Even more important is the fact that a reduced number of claims represents lost learning opportunities – to make the NHS system better for the future, and to make sure that future patients are not injured through repeated acts of negligence. Indeed, the level of compensation of claims targeted will result in loss of the most valuable learning opportunities, e.g. claims where people have died tend to be low value, high legal costs claims but are of most value to the NHS in terms of learning lessons and preventing tragedies from happening again in the future.
It is widely accepted that the Francis report detailing the scandal at Mid Staffordshire Hospital in terms of the care provided to vulnerable patients was something which needed to be revealed. However, the costs of that enquiry would not have been justified by the value of any claims which resulted from its findings. This is a very valuable illustration of how we will miss real injustices and/or opportunities to learn large and valuable lessons if justice in terms of medical negligence claims is reduced to the base values of how much a claim is worth and how much it costs to bring it. The value of a case is not always proportionate to its complexity, but that does not mean it is not important.
While a total bill of £1.2 billion to the cost of clinical negligence claims and legal costs may seem high, that needs to be put into a correct context; when compared against the taxpayer funded NHS budget of £115 billion per year, it can be seen that the total costs bill is in fact less than 1% of the annual budget, which is a very low claims ratio by any industry standard.
The costs of defendant solicitors advising NHS Trusts is not a direct comparator to those of patients’ lawyers. The costs of defendant firms are negotiated to a level insufficient to sustain a private practice legal firm on their own by the NHSLA. In addition, defendant hospitals usually involve solicitors in fewer claims at a later stage as they have sufficient experience to manage claims to a certain point, whereas an injured patient, having no experience of this legal system, needs a solicitor from the outset of the case so costs will be higher as a result.

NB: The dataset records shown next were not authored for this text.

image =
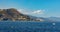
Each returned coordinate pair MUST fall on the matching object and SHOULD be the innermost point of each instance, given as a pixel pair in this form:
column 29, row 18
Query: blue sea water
column 29, row 26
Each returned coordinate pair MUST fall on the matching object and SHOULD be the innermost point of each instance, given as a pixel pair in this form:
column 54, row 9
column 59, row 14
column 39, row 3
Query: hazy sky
column 40, row 8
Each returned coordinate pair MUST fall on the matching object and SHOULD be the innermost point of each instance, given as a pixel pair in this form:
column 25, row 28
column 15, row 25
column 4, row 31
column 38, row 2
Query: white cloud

Are there other ways of reducing the costs of claims?
The Government has recently introduced a “duty of candour” – a requirement upon clinicians to reveal willingly when things have gone wrong and to apologise for those – and the impact of that in terms of streamlining the medical negligence claims system has not yet taken full effect.
The costs reforms commenced in April 2013 for all litigation, including medical negligence claims, which are designed to control costs have not yet fully worked through: it may well be that this is sufficient to control the effects of litigation on its own.

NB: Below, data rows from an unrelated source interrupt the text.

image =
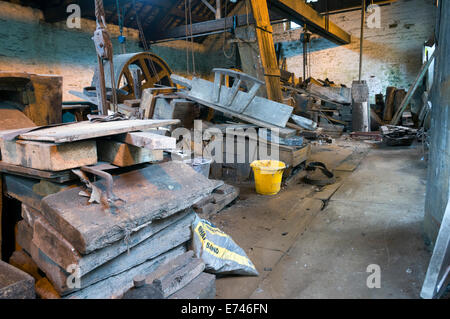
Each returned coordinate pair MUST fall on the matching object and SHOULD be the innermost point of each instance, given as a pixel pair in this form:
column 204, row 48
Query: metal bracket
column 111, row 197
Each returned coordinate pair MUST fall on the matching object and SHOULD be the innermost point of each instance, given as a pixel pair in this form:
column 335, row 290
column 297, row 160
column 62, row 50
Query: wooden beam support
column 303, row 14
column 207, row 27
column 267, row 50
column 332, row 7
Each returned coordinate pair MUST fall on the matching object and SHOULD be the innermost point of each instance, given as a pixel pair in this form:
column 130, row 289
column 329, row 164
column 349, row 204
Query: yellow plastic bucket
column 268, row 175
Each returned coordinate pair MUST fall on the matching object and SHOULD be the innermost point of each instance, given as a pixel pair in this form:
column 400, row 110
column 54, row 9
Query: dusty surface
column 308, row 242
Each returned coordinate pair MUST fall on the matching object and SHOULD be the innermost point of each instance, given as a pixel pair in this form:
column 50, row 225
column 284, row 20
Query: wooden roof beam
column 301, row 13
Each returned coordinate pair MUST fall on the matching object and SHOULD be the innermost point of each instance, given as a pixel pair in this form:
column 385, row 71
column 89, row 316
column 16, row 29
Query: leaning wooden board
column 152, row 193
column 88, row 130
column 48, row 156
column 57, row 177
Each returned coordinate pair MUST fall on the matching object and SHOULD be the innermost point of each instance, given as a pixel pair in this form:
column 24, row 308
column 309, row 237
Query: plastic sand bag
column 219, row 252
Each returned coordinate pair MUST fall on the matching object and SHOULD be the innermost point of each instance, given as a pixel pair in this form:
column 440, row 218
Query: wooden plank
column 283, row 132
column 1, row 214
column 48, row 156
column 122, row 154
column 170, row 266
column 301, row 13
column 44, row 289
column 132, row 103
column 31, row 191
column 389, row 103
column 43, row 95
column 412, row 90
column 58, row 177
column 172, row 282
column 88, row 130
column 171, row 237
column 163, row 241
column 24, row 236
column 148, row 140
column 115, row 286
column 151, row 193
column 148, row 103
column 12, row 118
column 52, row 243
column 203, row 287
column 209, row 26
column 64, row 254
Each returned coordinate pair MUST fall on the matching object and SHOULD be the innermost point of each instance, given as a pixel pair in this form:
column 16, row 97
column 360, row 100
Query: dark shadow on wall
column 179, row 59
column 293, row 48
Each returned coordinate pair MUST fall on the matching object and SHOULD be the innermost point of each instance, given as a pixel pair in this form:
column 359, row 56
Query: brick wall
column 30, row 44
column 392, row 53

Following on from the above, the Government has not addressed how its own NHS Litigation Authority (who manage all claims against NHS Trusts) contributes to increased legal costs by unreasonable approaches to claims, such as resisting payments on account of damages in claims where liability has already been admitted thereby necessitating expensive Court applications (an estimated increase in costs of £20,000 in one of our own cases) and by not settling cases quickly enough (an estimated increase in costs of approximately £150,000 in one of our own cases). If the effects of this are multiplied across the number of claims currently outstanding, it can be seen that the Government has much to address itself before it turns its attention to the costs of claimant’s lawyers.
The current Government seems intent on introducing a fixed costs regime for clinical negligence cases. However, the basis for doing so involves a disingenuous approach to the real issues in respect of the claims the taxpayer-funded NHS faces, is a deliberate attempt by the Government to insulate themselves from negligence claims and takes the focus away from the real issue of why there are so many medical negligence claims against the NHS and how that, and the learning opportunities which claims present, should be dealt with in terms of how the taxpayer-funded NHS is run and governed.